A mãe ergueu-se da cadeira, com a criança no colo, pegou
o papelzinho com a palavra Neurologia e foi saindo da sala. De costas,
sua figura encolhida, sentiu o peso dos olhos do profissional, num prazer
sádico. Pensamentos confusos se amontovam. Mas eu não disse
que ele nasceu preto, que não chorou ou que tem convulsão.
Em medicina, escuro é preto? Eu não tinha condições
de detectar a cor do nenê. Será que ele não verificou
o prontuário? Por que então intnerrogou?
Teve pena daquela criança, de moleira fechada antes da hora, rondada
por maus presságios. Com quais defesas contaria? Uma criança
que nasce condenada, deveria viver? Teve vontade de jogar no chão
aquela massa infeliz... Mas não podia fraquejar. Onde estaria aquela
força que a impediu de abortá-lo?
O bebê infeliz, que nunca tinha um sorriso, contava apenas com o
tempo. Mesmo quando a mãe tentava aconchegar-se a ele, falar-lhe,
embalá-lo, sentia que ele continuava sozinho. Sua audição,
acima do normal, perturbava-o. Ele lutava numa corrente dura. A mãe
conhecia a sua luta, mas não podia ajudá-lo. A luta era dele.
O casal convidado pelo pai da criança, para batizá-lo, recusou-se
por causa da mãe. Disse que tomava o batismo por uma coisa séria.
Na Neurologia, depois de duras provas, foi decretado que o bebê era
sadio.

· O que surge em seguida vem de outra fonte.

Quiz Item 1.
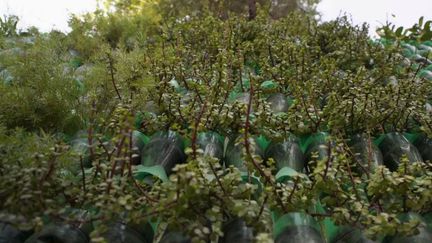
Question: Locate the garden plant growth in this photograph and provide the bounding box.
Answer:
[0,0,432,243]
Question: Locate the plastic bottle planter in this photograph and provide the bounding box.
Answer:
[135,131,186,181]
[219,219,254,243]
[26,225,90,243]
[349,134,384,173]
[70,130,112,168]
[413,135,432,163]
[303,132,333,174]
[273,212,324,243]
[0,222,32,243]
[377,132,423,171]
[160,231,192,243]
[224,135,262,195]
[267,93,289,114]
[131,131,150,165]
[383,213,432,243]
[103,222,154,243]
[71,137,96,168]
[197,132,223,160]
[265,135,305,181]
[225,136,248,173]
[331,227,378,243]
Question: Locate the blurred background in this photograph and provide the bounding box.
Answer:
[0,0,432,36]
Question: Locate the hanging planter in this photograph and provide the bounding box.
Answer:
[273,212,324,243]
[197,132,224,160]
[135,131,186,181]
[375,132,423,171]
[265,135,305,178]
[219,219,254,243]
[349,134,384,173]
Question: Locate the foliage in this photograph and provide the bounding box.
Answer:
[0,1,432,242]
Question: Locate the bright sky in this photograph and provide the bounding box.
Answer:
[0,0,432,34]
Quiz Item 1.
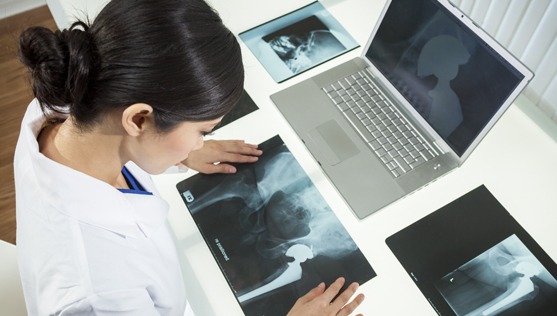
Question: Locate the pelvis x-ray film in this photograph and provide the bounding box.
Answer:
[387,186,557,316]
[177,136,376,315]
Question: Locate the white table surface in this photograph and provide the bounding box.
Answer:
[47,0,557,315]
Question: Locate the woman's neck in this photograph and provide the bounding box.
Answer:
[38,117,127,188]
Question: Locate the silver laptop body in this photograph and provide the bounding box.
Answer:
[271,0,533,219]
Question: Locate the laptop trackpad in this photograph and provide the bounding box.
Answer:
[306,120,360,166]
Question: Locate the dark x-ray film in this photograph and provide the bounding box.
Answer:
[177,136,376,316]
[387,186,557,316]
[239,2,359,83]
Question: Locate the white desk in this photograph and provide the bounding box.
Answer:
[47,0,557,315]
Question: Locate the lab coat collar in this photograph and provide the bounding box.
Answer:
[24,102,168,238]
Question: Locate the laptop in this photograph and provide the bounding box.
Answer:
[271,0,533,219]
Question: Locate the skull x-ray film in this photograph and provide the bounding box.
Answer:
[240,2,358,82]
[387,186,557,316]
[177,136,376,316]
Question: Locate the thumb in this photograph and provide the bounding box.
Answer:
[300,282,325,302]
[198,163,236,174]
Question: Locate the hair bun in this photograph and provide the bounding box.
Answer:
[19,22,96,112]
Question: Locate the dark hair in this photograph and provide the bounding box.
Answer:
[19,0,244,132]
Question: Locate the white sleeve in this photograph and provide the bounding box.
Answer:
[58,289,161,316]
[184,301,195,316]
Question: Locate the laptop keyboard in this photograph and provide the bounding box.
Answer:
[323,70,439,177]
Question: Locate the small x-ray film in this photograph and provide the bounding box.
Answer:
[240,2,358,82]
[387,186,557,316]
[177,136,376,316]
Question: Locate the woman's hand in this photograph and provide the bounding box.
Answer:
[287,278,364,316]
[182,140,262,174]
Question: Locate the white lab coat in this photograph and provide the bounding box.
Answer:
[14,100,191,316]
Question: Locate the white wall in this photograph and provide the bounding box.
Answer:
[0,0,46,19]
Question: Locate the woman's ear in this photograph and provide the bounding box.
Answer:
[122,103,153,136]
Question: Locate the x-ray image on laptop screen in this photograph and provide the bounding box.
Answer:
[366,0,523,155]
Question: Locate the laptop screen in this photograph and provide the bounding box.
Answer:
[366,0,524,156]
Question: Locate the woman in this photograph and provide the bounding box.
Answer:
[14,0,363,315]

Dia a dia, hora a hora, o bebê florescia. A mãe renascendo
com ele, respirando com ele, vivendo por ele.
No primeiro aniversário, o bebê tinha vencido tudo. Fora vencedor
de sua luta. Esperto, inteligente, sensível, amoroso, metódico,
disciplinado e qualquer coia mais. A ronda terminara.
— Você é mamãe pata?
— Sou.
— Mamãe pata, tudo mundo fala que eu é feio. Eu é
feio?
A vida continuando. Na luta do dia a dia. Na luta do trabalho. Na luta
do adverso.
Ao filho mais velho, o pai disse diante de olhos assusntados:
— É por causa de sua mãe que vou embora. É por causa
dela que vocês vão ficar sem pai.
A mãe ouviu atônita. Sabia que se relacionavam mal. Mas não
contava em ouvir isso nesse momento. Ao aproximar-se, levou um tapa no
rosto. É verdade que tinha um rosto por demais inocente. Mas nascera
assim. Não era culpada disso.
Seu coração ficou pequeno, fechou-se duro.
O marido ao sair, demorou-se na porta, mais que o necessário, mas
ela não o olhou pela última vez. Um tem que ser forte. Que
estranho é o ser humano! Que estranha é a vida!
Como havia ainda um pouco de sol, ela voltou a por as fraldas no varal.